Weniger Geld für Schwangerschaftsberatung: Paritätischer nennt geplante Kürzungen „frauenfeindlich“

Schon heute scheitert das Land Berlin daran, die gesetzlichen Mindestanforderungen für die Schwangerschaftsberatung zu erfüllen. Auch die SPD-Fraktion kritisiert den Kürzungsplan ihrer eigenen Senatorin.

Stand:

Der Paritätischer Wohlfahrtsverband äußert scharfe Kritik an den Plänen des Berliner Senats, die Mittel für die Schwangerschaftsberatungsstellen zu kürzen. „Aus unserer Sicht ist das ein Skandal“, sagte Astrid Lück, Referentin für Familie, Frauen, Mädchen beim Paritätischen, dem Tagesspiegel. „Berlin erfüllt schon jetzt seinen Versorgungsauftrag nicht. Die Kürzungen sind schlicht frauenfeindlich.“

Im Haushaltsentwurf des Senats sind für die „Beratungsstellen nach dem Schwangerschaftskonfliktgesetz“ rund 9,2 Millionen Euro für die kommenden beiden Jahre eingeplant. Das sind 1,2 Millionen Euro weniger als in den Jahren 2022 und 2023. „Wenn diese Kürzung kommt, müssten die Schwangerschaftsberatungsstellen massiv Personal entlassen. Im Umfang entspricht dies ungefähr der Mitarbeiterzahl von Pro Familia – der größten Beratungsstelle Berlins“, sagte Lück. Nach eigenen Angaben erreicht das Beratungszentrum von Pro Familia in Berlin, das wie viele andere Beratungsstellen im Paritätischen Wohlfahrtsverband organisiert ist, im Jahr etwa 20.000 Menschen.
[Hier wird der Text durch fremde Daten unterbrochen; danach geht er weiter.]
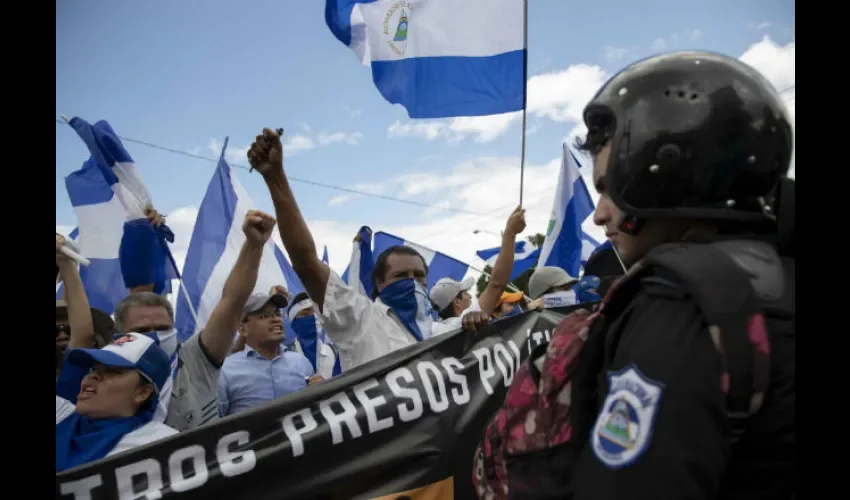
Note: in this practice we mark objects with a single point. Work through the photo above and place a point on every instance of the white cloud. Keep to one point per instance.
(304, 140)
(612, 53)
(369, 188)
(778, 64)
(485, 185)
(352, 138)
(559, 96)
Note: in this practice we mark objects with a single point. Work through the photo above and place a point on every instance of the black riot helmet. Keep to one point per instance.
(693, 134)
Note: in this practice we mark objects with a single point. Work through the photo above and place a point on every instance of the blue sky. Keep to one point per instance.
(186, 74)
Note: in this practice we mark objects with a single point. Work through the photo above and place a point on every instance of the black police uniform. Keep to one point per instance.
(700, 136)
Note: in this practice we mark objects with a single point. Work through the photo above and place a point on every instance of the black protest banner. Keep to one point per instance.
(405, 425)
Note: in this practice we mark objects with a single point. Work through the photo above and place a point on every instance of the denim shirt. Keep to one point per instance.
(248, 379)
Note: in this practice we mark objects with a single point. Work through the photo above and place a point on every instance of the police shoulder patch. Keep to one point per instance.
(624, 426)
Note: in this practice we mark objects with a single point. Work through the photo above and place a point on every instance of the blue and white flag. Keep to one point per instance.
(564, 246)
(143, 251)
(438, 58)
(589, 245)
(358, 274)
(525, 256)
(216, 241)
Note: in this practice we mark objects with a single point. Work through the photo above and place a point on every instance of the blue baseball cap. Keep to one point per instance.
(132, 351)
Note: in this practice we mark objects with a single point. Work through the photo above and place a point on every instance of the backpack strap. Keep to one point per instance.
(719, 279)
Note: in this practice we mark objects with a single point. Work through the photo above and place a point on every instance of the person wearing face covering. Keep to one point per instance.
(554, 286)
(314, 342)
(452, 298)
(117, 400)
(587, 289)
(400, 314)
(188, 397)
(509, 304)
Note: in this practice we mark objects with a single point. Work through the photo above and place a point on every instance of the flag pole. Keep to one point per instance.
(485, 273)
(524, 96)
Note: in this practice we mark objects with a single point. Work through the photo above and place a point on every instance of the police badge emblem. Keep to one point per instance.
(624, 426)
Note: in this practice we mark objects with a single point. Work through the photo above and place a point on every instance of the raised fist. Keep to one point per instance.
(258, 227)
(266, 153)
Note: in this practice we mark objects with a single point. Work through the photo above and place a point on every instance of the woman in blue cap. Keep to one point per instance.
(113, 411)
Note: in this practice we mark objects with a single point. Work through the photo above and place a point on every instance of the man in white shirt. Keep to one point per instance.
(362, 330)
(553, 286)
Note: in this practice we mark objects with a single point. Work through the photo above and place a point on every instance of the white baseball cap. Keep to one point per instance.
(545, 277)
(446, 289)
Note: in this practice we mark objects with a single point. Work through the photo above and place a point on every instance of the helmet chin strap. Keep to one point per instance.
(630, 225)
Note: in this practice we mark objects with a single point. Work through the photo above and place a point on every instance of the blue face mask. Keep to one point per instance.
(515, 311)
(586, 289)
(307, 331)
(409, 301)
(559, 299)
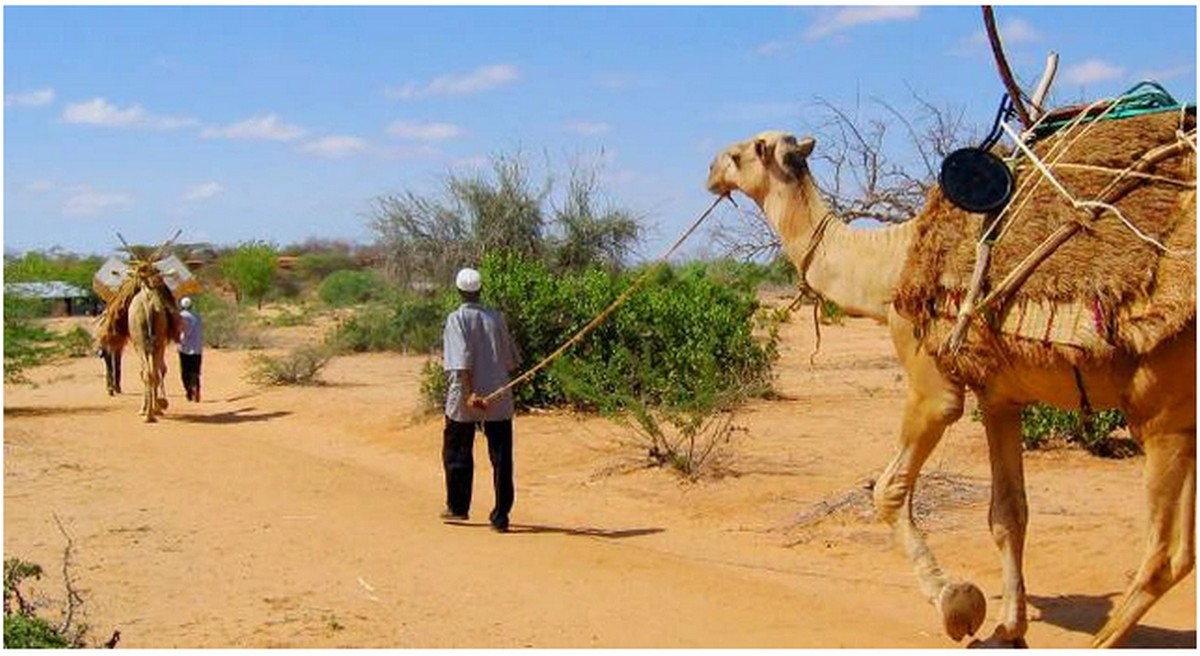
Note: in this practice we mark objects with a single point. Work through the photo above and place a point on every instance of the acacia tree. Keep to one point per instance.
(250, 268)
(876, 166)
(591, 235)
(427, 238)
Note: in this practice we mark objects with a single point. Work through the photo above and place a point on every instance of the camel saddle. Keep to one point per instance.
(1103, 290)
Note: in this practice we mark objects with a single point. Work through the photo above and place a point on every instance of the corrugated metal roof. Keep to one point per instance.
(45, 289)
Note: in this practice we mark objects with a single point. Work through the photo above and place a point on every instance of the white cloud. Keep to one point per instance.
(40, 186)
(424, 132)
(335, 146)
(1092, 71)
(619, 80)
(475, 82)
(773, 48)
(89, 202)
(204, 191)
(103, 113)
(588, 128)
(832, 22)
(30, 98)
(267, 127)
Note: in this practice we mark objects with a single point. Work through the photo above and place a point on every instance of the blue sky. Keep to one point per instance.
(283, 122)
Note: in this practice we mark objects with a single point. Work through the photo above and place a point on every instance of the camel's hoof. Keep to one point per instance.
(997, 642)
(964, 609)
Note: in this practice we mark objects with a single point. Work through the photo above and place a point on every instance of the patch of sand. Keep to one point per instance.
(306, 517)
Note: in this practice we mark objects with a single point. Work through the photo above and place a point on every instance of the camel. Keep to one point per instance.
(149, 331)
(861, 270)
(109, 348)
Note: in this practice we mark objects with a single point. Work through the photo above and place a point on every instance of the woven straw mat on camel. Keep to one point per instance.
(1104, 290)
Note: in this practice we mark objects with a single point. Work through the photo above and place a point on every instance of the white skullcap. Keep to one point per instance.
(468, 280)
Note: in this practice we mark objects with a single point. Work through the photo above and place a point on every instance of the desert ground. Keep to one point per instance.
(307, 517)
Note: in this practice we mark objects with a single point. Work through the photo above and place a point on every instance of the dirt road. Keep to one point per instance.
(306, 517)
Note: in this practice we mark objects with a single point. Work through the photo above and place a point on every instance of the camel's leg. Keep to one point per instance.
(117, 371)
(1008, 513)
(161, 389)
(109, 372)
(1163, 410)
(1170, 549)
(934, 403)
(149, 389)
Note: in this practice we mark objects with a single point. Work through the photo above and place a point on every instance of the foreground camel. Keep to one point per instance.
(149, 333)
(859, 270)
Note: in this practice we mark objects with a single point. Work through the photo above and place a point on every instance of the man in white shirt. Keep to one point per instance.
(191, 345)
(478, 354)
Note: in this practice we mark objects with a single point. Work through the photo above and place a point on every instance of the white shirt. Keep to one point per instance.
(477, 339)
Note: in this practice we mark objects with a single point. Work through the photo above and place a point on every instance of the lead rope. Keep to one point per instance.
(621, 299)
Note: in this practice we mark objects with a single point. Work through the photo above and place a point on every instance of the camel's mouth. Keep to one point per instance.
(717, 182)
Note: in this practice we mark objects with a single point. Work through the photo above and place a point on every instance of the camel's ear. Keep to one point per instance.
(763, 150)
(805, 145)
(793, 158)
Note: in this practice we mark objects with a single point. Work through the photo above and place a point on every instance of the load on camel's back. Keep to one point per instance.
(1089, 301)
(142, 310)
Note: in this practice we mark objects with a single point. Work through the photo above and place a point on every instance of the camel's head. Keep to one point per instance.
(755, 164)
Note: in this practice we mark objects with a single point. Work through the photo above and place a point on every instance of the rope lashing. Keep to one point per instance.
(621, 299)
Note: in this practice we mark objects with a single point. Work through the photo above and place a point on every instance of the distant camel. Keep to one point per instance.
(109, 348)
(863, 270)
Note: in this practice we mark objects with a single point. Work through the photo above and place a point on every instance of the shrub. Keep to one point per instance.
(22, 626)
(347, 288)
(679, 342)
(300, 366)
(1042, 423)
(403, 324)
(226, 325)
(287, 317)
(76, 342)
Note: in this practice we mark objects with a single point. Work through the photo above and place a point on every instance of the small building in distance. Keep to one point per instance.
(65, 299)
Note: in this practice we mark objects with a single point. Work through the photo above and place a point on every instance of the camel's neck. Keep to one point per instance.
(856, 269)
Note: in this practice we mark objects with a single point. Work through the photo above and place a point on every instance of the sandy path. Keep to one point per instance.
(307, 518)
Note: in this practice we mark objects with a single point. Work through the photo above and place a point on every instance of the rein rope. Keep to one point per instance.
(807, 293)
(621, 299)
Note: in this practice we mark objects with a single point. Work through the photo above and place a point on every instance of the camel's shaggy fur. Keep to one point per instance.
(143, 312)
(1145, 366)
(1103, 290)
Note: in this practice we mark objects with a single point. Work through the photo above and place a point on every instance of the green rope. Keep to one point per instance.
(1145, 97)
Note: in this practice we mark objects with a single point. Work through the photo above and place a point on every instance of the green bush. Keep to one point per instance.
(681, 341)
(226, 324)
(300, 366)
(347, 288)
(403, 324)
(1041, 423)
(76, 342)
(22, 626)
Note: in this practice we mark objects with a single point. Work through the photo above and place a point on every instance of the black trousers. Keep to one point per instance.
(190, 372)
(457, 458)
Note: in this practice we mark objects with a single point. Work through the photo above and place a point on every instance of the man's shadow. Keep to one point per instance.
(582, 531)
(241, 415)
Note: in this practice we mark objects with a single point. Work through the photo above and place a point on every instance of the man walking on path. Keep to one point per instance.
(191, 344)
(478, 355)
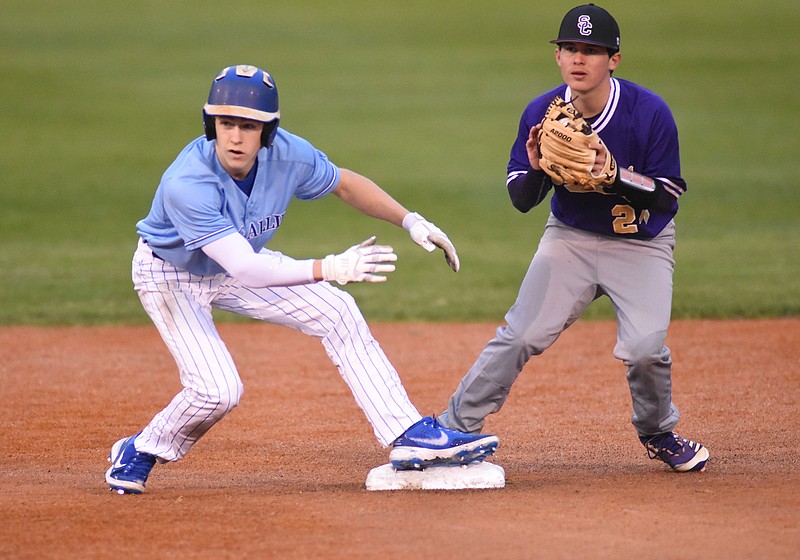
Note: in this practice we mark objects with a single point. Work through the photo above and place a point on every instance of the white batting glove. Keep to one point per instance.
(428, 236)
(359, 263)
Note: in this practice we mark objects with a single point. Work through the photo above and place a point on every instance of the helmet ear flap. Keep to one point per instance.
(268, 133)
(209, 125)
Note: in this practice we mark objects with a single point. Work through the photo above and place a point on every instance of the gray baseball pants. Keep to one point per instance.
(572, 268)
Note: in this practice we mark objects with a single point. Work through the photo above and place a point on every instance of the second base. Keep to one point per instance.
(477, 475)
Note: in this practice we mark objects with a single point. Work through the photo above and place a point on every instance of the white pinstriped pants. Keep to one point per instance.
(180, 304)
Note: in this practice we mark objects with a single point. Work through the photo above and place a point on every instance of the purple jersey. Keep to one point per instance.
(638, 129)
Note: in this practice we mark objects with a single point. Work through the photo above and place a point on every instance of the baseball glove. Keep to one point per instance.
(564, 150)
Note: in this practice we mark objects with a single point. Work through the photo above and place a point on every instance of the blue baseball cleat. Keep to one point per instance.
(129, 468)
(427, 443)
(680, 454)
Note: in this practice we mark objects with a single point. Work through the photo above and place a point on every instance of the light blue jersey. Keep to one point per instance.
(197, 202)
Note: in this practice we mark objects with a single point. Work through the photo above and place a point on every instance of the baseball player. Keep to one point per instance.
(616, 242)
(202, 246)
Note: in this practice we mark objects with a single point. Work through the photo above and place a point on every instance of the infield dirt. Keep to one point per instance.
(283, 475)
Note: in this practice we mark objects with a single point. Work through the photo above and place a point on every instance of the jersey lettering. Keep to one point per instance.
(624, 219)
(254, 229)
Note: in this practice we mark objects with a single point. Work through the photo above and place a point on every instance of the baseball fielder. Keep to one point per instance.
(610, 233)
(202, 247)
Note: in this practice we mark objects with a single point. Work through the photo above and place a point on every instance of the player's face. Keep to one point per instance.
(585, 67)
(238, 142)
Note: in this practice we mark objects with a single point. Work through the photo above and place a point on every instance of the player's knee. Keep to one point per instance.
(219, 402)
(526, 343)
(645, 352)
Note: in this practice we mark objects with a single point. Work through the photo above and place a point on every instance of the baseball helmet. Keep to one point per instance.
(589, 24)
(247, 92)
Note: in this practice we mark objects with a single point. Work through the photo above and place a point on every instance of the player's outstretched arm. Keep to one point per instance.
(365, 196)
(364, 262)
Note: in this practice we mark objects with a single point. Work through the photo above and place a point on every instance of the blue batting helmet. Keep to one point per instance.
(247, 92)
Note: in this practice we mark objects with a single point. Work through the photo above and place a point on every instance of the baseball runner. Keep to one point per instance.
(202, 246)
(608, 149)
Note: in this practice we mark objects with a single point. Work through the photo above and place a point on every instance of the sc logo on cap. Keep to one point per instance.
(584, 25)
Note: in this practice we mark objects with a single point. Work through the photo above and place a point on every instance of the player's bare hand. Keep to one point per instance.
(360, 263)
(429, 237)
(532, 145)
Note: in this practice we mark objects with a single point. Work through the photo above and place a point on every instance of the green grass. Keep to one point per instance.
(424, 97)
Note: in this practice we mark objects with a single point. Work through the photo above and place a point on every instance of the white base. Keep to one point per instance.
(477, 475)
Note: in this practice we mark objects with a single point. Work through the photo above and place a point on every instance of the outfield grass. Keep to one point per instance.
(424, 97)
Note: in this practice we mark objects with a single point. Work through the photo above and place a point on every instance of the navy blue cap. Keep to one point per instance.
(589, 24)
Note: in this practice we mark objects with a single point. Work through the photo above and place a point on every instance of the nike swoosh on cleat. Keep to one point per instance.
(441, 440)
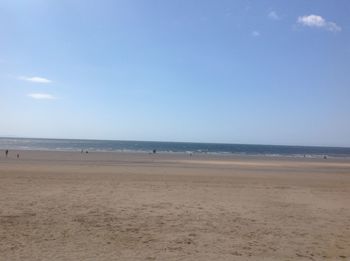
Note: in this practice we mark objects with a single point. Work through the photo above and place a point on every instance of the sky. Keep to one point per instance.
(255, 72)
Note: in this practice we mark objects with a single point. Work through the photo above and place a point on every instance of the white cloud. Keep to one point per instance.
(273, 15)
(255, 33)
(318, 22)
(35, 79)
(41, 96)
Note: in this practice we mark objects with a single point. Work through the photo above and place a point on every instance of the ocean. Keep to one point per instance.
(170, 147)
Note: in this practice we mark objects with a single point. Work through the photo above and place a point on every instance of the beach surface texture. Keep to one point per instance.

Die Schwangerschaftsberatung ist in Deutschland gesetzlich geregelt. Laut dem sogenannten Schwangerschaftskonfliktgesetz hat jede Frau und jeder Mann das Recht, sich zu Fragen der Verhütung, Familienplanung und Schwangerschaft kostenlos und anonym beraten zu lassen. Angeboten werden diese Beratungen sowohl von freien Trägern als auch von niedergelassenen Ärztinnen und Ärzten.

Gesundheitsverwaltung sieht bereits heute einen Personalmangel

Das Angebot sei laut dem Paritätische Wohlfahrtsverband insbesondere für Frauen in Notlagen von Bedeutung – etwa aufgrund der Zunahme von Pränataldiagnostik und der damit einhergehenden Unsicherheiten. Einige Beratungsstellen informieren auch zu finanziellen Hilfsleistungen des Staates und helfen bei der Beantragung. Für Frauen, die eine Schwangerschaft nach der sogenannten Beratungsregel abbrechen wollen, ist eine Beratung zudem Pflicht.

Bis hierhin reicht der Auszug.